Returns the reconstruction loss and the Kullback divergences

Parameters:

• x – tensor of values with shape (batch_size, n_input)
• local_l_mean – tensor of means of the prior distribution of latent variable l with shape (batch_size, 1)
• local_l_var – tensor of variancess of the prior distribution of latent variable l with shape (batch_size, 1)
• batch_index – array that indicates which batch the cells belong to with shape batch_size
• y – tensor of cell-types labels with shape (batch_size, n_labels)

Returns:

the reconstruction loss and the Kullback divergences

Return type:

2-tuple of torch.FloatTensor

get_latents(x, y=None)

returns the result of sample_from_posterior_z inside a list

Parameters:

• x – tensor of values with shape (batch_size, n_input)
• y – tensor of cell-types labels with shape (batch_size, n_labels)

Returns:

one element list of tensor

Return type:

list of torch.Tensor

class scvi.models.VAEC(n_input, n_batch, n_labels, n_hidden=128, n_latent=10, n_layers=1, dropout_rate=0.1, y_prior=None, dispersion='gene', log_variational=True, reconstruction_loss='zinb')

Bases: scvi.models.vae.VAE

A semi-supervised Variational auto-encoder model - inspired from M2 model, as described in (https://arxiv.org/pdf/1406.5298.pdf)

Parameters:

• n_input – Number of input genes
• n_batch – Number of batches
• n_labels – Number of labels
• n_hidden – Number of nodes per hidden layer
• n_latent – Dimensionality of the latent space
• n_layers – Number of hidden layers used for encoder and decoder NNs
• dropout_rate – Dropout rate for neural networks
• dispersion –

  One of the following

  • 'gene' - dispersion parameter of NB is constant per gene across cells
  • 'gene-batch' - dispersion can differ between different batches
  • 'gene-label' - dispersion can differ between different labels
  • 'gene-cell' - dispersion can differ for every gene in every cell
• log_variational – Log(data+1) prior to encoding for numerical stability. Not normalization.
• reconstruction_loss –

  One of

  • 'nb' - Negative binomial distribution
  • 'zinb' - Zero-inflated negative binomial distribution
• y_prior – If None, initialized to uniform probability over cell types

Examples:

>>> gene_dataset = CortexDataset()
>>> vaec = VAEC(gene_dataset.nb_genes, n_batch=gene_dataset.n_batches * False,
... n_labels=gene_dataset.n_labels)

>>> gene_dataset = SyntheticDataset(n_labels=3)
>>> vaec = VAEC(gene_dataset.nb_genes, n_batch=gene_dataset.n_batches * False,
... n_labels=3, y_prior=torch.tensor([[0.1,0.5,0.4]]))

classify(x)

forward(x, local_l_mean, local_l_var, batch_index=None, y=None)

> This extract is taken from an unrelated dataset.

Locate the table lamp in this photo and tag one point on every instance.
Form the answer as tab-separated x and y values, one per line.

Returns the reconstruction loss and the Kullback divergences

Parameters:

• x – tensor of values with shape (batch_size, n_input)
• local_l_mean – tensor of means of the prior distribution of latent variable l with shape (batch_size, 1)
• local_l_var – tensor of variancess of the prior distribution of latent variable l with shape (batch_size, 1)
• batch_index – array that indicates which batch the cells belong to with shape batch_size
• y – tensor of cell-types labels with shape (batch_size, n_labels)

Returns:

the reconstruction loss and the Kullback divergences

Return type:

2-tuple of torch.FloatTensor

class scvi.models.VAE(n_input, n_batch=0, n_labels=0, n_hidden=128, n_latent=10, n_layers=1, dropout_rate=0.1, dispersion='gene', log_variational=True, reconstruction_loss='zinb')

Bases: torch.nn.modules.module.Module

Variational auto-encoder model.

Parameters:

• n_input (int) – Number of input genes
• n_batch (int) – Number of batches
• n_labels (int) – Number of labels
• n_hidden (int) – Number of nodes per hidden layer
• n_latent (int) – Dimensionality of the latent space
• n_layers (int) – Number of hidden layers used for encoder and decoder NNs
• dropout_rate (float) – Dropout rate for neural networks
• dispersion (str) –

  One of the following

  • 'gene' - dispersion parameter of NB is constant per gene across cells
  • 'gene-batch' - dispersion can differ between different batches
  • 'gene-label' - dispersion can differ between different labels
  • 'gene-cell' - dispersion can differ for every gene in every cell
• log_variational (bool) – Log(data+1) prior to encoding for numerical stability. Not normalization.
• reconstruction_loss (str) –

  One of

  • 'nb' - Negative binomial distribution
  • 'zinb' - Zero-inflated negative binomial distribution

Examples:

>>> gene_dataset = CortexDataset()
>>> vae = VAE(gene_dataset.nb_genes, n_batch=gene_dataset.n_batches * False,
... n_labels=gene_dataset.n_labels)

forward(x, local_l_mean, local_l_var, batch_index=None, y=None)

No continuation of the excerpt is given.